Я заметил, что она унеслась мысленно куда-то далеко.
– О чём загрустила? – спросил я.
– О твоих книгах… Получится ли у тебя теперь работать не только над статьями для «Поколения-7» и над служебными отчётами, но и над книгами? – Таня повернулась, и я увидел прямо перед собой её блестящие чёрные глаза. – Юрка, а почему бы тебе не предложить кому-нибудь опубликовать твои книги?
– Какие?
– «Пустырь», «Ведьму»…
– Почему ты думаешь, что кто-то станет их печатать?
– Ты уже известный журналист. Конечно, пока ещё не звезда, но у тебя есть имя, даром ты что ли во время учёбы в академии статьи выдавал одну за другой. У тебя есть читатели, даже поклонники, – она хитро прищурилась. – Вот если бы они ещё знали, что ты по совместительству активно действующий шпион, то оторвали бы твои книги с руками, даже не интересуясь содержанием.
– «Ведьму»? Ты бы ещё «Уснувшее озеро» предложила.
– А почему нет?
– Это всё далёкие какие-то для меня вещи. Давно я их написал. Признаюсь, мне даже немного стыдно предлагать их кому-то. Вот если бы я закончил «Бараний поток»…
– Так заканчивай!
– Времени не хватает, Танюш. Ты ведь сама всё понимаешь…
– Вот ты и сказал своё слово. Ты сам признался.
– В чём?
– В том, что времени не хватает. Ты ответил на мой вопрос, останется ли у тебя время для написания книг… Не останется. Стало быть, ты губишь себя…
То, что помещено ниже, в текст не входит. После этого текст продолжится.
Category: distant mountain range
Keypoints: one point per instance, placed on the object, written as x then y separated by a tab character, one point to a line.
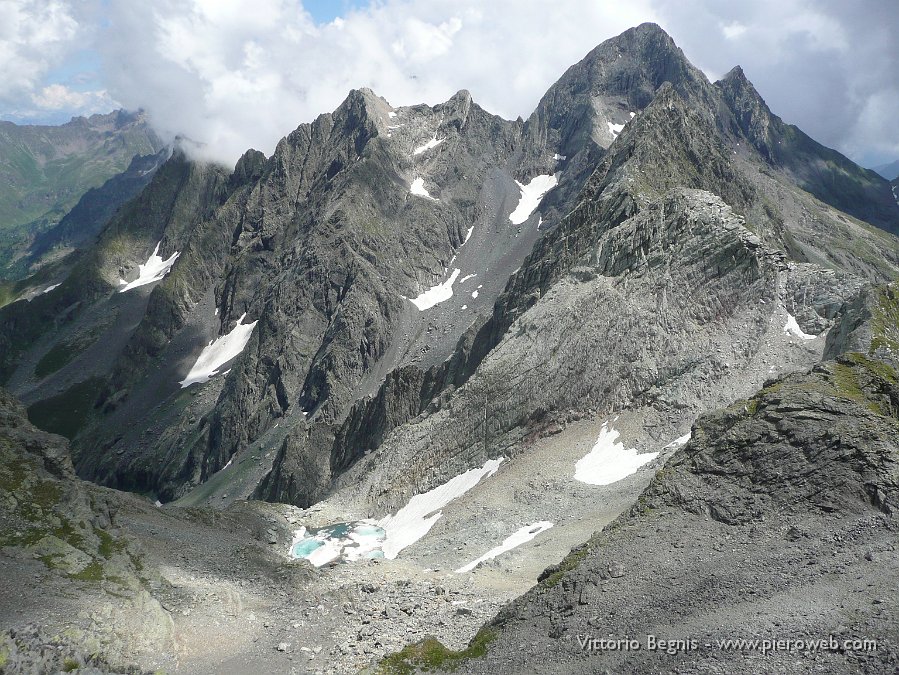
889	171
641	346
45	170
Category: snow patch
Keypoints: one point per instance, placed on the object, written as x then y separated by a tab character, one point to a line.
615	129
609	462
418	188
792	328
416	518
153	270
219	352
517	538
531	194
680	441
433	143
436	294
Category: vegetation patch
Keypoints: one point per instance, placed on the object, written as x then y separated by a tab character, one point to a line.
431	655
885	323
67	413
60	355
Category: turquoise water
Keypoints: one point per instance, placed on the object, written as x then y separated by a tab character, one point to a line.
368	539
304	547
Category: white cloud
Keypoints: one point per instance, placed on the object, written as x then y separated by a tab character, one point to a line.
235	74
733	30
60	97
241	74
34	35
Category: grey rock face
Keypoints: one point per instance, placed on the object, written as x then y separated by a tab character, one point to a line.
323	243
825	173
750	531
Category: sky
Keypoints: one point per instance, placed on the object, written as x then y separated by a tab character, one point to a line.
235	74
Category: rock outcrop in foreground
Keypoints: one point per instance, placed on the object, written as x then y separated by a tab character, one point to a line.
776	522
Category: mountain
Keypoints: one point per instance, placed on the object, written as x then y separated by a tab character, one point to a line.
45	170
771	540
889	171
465	343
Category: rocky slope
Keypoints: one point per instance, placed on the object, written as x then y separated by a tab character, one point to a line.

– Я этого не говорил, – возмутился я.
– Именно это ты и сказал, Юрочка. А я тебе скажу так: если бы я могла представить, что ты оставишь литературу, то никогда бы не пришла к тебе.
– Ты шутишь?
– Нет! – Глаза Татьяны опасно сверкнули. – Я не шучу. Ты был интересен мне своей непохожестью на других. Ты был особенным. И вот ты начинаешь медленно, но верно терять те самые качества, которые меня покорили. Ты был силён…
– Разве теперь я слабый?
– Нет, не слабый. Но ты был силён своим творческим духом, а не воинским.
– Чем тебя не устраивает воинский дух? Настоящий самурай обязан уметь сочинять стихи и владеть изысканной каллиграфией.
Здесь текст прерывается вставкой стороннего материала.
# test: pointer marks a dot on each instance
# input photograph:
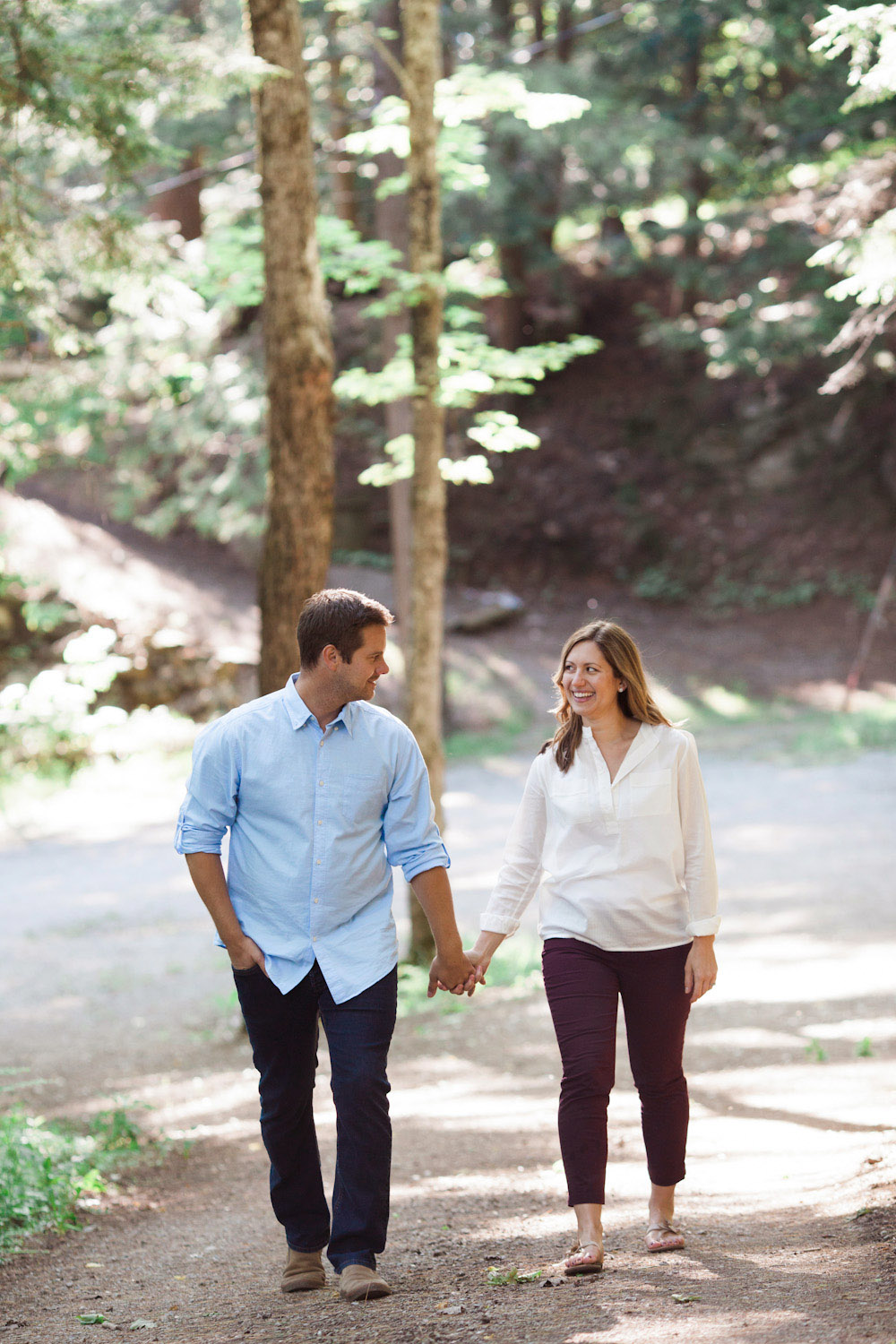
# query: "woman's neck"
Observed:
(611, 726)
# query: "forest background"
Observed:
(665, 381)
(669, 285)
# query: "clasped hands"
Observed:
(457, 975)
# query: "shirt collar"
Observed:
(300, 714)
(641, 746)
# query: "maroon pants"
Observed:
(583, 986)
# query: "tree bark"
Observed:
(390, 217)
(298, 352)
(340, 161)
(422, 61)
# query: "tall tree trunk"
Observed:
(697, 183)
(298, 352)
(390, 215)
(422, 61)
(340, 161)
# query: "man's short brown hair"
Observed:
(338, 617)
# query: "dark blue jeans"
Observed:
(282, 1031)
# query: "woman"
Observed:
(614, 819)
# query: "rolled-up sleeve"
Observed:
(521, 868)
(700, 876)
(212, 792)
(413, 840)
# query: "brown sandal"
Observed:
(584, 1266)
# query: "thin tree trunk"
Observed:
(422, 61)
(390, 215)
(340, 161)
(298, 351)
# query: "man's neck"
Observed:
(317, 701)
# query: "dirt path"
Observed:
(113, 989)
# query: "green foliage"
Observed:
(46, 1168)
(503, 1277)
(82, 88)
(470, 370)
(866, 37)
(51, 725)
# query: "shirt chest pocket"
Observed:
(573, 800)
(362, 798)
(650, 793)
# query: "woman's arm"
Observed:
(521, 868)
(700, 967)
(700, 878)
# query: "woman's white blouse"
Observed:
(625, 866)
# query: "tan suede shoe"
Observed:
(303, 1271)
(360, 1284)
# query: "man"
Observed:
(322, 792)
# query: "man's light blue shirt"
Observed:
(317, 820)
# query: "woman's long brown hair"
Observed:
(635, 701)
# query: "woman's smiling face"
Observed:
(589, 682)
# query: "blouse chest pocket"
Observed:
(573, 800)
(362, 798)
(650, 793)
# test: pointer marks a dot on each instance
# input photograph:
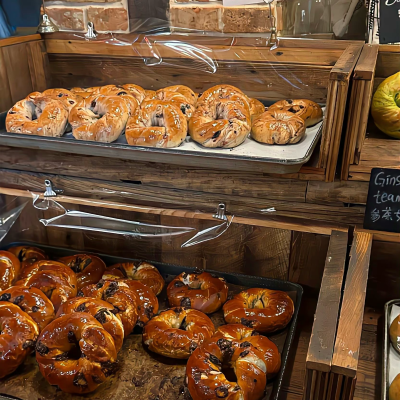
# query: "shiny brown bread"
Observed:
(256, 108)
(9, 269)
(244, 335)
(120, 297)
(263, 310)
(177, 332)
(278, 127)
(309, 111)
(202, 291)
(76, 353)
(17, 337)
(156, 123)
(42, 116)
(394, 389)
(222, 118)
(55, 280)
(89, 269)
(32, 301)
(102, 311)
(146, 300)
(228, 348)
(145, 273)
(28, 255)
(31, 269)
(99, 118)
(394, 333)
(180, 93)
(66, 97)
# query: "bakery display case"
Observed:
(247, 256)
(290, 68)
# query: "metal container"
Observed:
(144, 375)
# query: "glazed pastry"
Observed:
(309, 111)
(17, 339)
(66, 97)
(99, 118)
(143, 272)
(202, 291)
(394, 333)
(146, 300)
(42, 116)
(385, 108)
(28, 255)
(76, 353)
(222, 118)
(55, 280)
(89, 269)
(104, 313)
(394, 389)
(32, 301)
(178, 93)
(262, 309)
(9, 269)
(231, 346)
(156, 124)
(120, 297)
(278, 127)
(177, 332)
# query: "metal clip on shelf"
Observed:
(72, 219)
(215, 231)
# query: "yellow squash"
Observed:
(385, 107)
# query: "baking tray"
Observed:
(250, 156)
(386, 348)
(143, 375)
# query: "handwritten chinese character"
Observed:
(387, 214)
(375, 215)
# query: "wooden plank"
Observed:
(18, 39)
(339, 192)
(38, 65)
(333, 153)
(239, 183)
(345, 65)
(148, 48)
(183, 199)
(366, 65)
(347, 345)
(17, 66)
(328, 123)
(303, 226)
(5, 99)
(320, 350)
(265, 81)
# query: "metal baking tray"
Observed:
(250, 156)
(386, 348)
(143, 375)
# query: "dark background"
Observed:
(25, 13)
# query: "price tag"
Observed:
(389, 27)
(383, 203)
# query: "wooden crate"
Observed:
(332, 376)
(366, 147)
(319, 70)
(313, 260)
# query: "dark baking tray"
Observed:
(121, 150)
(143, 375)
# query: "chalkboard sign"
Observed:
(383, 204)
(389, 27)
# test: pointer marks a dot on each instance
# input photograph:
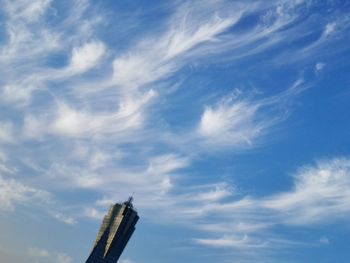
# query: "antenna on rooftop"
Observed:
(129, 202)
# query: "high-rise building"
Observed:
(115, 232)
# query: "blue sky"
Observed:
(227, 120)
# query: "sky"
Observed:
(227, 120)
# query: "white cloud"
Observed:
(27, 10)
(159, 56)
(324, 241)
(321, 194)
(63, 218)
(13, 192)
(85, 57)
(319, 67)
(6, 132)
(42, 255)
(66, 121)
(237, 242)
(231, 122)
(329, 29)
(63, 258)
(38, 252)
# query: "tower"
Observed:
(115, 231)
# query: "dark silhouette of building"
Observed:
(115, 232)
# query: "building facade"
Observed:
(115, 231)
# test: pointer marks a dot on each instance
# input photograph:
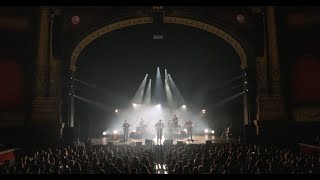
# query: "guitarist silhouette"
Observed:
(125, 127)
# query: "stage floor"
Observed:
(197, 139)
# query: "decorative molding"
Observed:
(271, 108)
(214, 30)
(306, 114)
(91, 37)
(262, 77)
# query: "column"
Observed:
(273, 51)
(42, 56)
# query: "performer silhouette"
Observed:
(189, 125)
(159, 128)
(175, 123)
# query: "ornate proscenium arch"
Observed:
(145, 20)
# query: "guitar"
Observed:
(126, 126)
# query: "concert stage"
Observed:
(197, 139)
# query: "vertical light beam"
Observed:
(158, 91)
(138, 97)
(147, 97)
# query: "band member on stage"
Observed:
(141, 123)
(125, 127)
(189, 125)
(175, 123)
(159, 128)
– Юрик, не спорь. Ты же прекрасно понимаешь, о чём я говорю. Меня не интересуют ни японские четверостишья, ни красиво написанные тушью иероглифы. Ты был для меня дверью, через которую я могла входить в неведомый мне мир. Я была счастлива иметь такую возможность. Понимаешь? Ни у кого не было такой возможности, только у меня! И этот мир был бесконечен, непредсказуем. Ты всё время что-то делал, что-то выдумывал, о чём-то рассказывал, куда-то увлекал. Я видела зачастую самые банальные вещи со столь неожиданного ракурса, что у меня захватывало дух. И этот ракурс был результатом твоего воображения. Но вот уже четыре года, как ты почти ничего не пишешь.
– Это неправда!
– Правда, милый мой человечек, правда. То, что ты делаешь, – я имею в виду литературу, а не твою проклятую разведку, – это даже не черновики.
Я задумался. Если быть честным перед собой, то я, конечно, за три года учёбы в академии почти ни над одной из моих книг не работал. Год, прошедший после окончания, тоже не принёс литературных результатов. Я опубликовал множество материалов в журнале, но эти материалы не имели ничего общего с тем, что я писал прежде, они не имели выхода в иные пространства, у них была другая задача.